The ZAKA K9 Unit includes trained dog-handlers and hand-picked search dogs who all undergo complex training. The K9 Unit operates around the country, assisting in dozens of search operations, including searching for senior citizens, Alzheimer sufferers and people with suicidal tendencies who have gone missing. The unit, which carries out joint exercises with the IDF’s elite Oketz K9 unit, is ready to join a search and rescue mission anywhere in the country.
A search and rescue dog can identify the scent of a person in distress or a dead person (up to 48 hours after death) from a considerable distance. The dog handler leads the dog against the wind that carries scents undetected by man. The dog can distinguish between the scent emitted by someone stationary (the missing person) and that of someone moving (the search team), even at night and if the person is camouflaged or hidden. As soon as the dog identifies the scent, he will lead the dog handler to its source, sit down and bark.
The dogs are brought to the scene of the search in real time, and released in the area to search, with the dog handler in pursuit, noting the path taken by the dog. The dogs are capable of locating a dead body in just five minutes in a500 square meterarea, even if this is a stony and difficult terrain that is not reachable by the search team.

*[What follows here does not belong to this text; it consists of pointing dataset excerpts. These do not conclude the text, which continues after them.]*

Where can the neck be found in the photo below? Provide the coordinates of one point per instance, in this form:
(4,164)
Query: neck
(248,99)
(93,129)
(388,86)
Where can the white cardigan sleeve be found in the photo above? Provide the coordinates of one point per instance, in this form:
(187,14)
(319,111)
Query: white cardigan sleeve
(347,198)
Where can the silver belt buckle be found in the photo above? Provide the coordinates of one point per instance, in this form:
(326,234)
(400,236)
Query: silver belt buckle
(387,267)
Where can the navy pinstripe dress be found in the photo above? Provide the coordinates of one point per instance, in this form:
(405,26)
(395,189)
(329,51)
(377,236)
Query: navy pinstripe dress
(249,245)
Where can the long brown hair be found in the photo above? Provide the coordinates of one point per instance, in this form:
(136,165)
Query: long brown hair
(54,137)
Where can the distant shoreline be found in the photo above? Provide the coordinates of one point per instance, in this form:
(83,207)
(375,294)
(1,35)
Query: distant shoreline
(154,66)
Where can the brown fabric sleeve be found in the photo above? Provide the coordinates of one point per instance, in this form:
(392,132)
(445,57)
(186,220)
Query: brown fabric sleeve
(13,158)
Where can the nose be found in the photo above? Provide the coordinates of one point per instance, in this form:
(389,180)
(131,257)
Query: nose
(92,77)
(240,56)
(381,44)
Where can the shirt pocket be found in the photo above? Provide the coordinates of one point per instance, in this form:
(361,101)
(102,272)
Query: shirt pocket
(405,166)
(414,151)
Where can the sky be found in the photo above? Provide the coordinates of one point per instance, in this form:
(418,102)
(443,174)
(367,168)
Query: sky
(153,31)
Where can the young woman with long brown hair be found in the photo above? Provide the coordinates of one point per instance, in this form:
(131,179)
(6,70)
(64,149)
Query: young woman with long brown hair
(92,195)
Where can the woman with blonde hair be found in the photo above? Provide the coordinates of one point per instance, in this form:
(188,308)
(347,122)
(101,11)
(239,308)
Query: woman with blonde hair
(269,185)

Integrating At-Risk Youth in the ZAKA K9 Unit
It is not for nothing that dogs are termed “man’s best friend”. Many studies have testified to the social, psychological, and physical advantages of raising dogs. A study that examined the effects of owning pets on aggressiveness among adolescents living in institutions, found that the group treated with pet assisted therapy was significantly less aggressive than the other groups.
Thanks to the success and achievements of the ZAKA K9 Unit, the organization decided to train additional dogs and handlers. Therefore, ZAKA is carrying out the first project of its kind in Israel, to integrate at-risk youth into the ZAKA K9 Unit. The students receive professional training as search and rescue dog handlers and receive authorized certification. The at-risk teenagers who excel in the course are eventually integrated in practical work in the ZAKA K9 Unit, thereby allowing at-risk youth to also contribute to the community.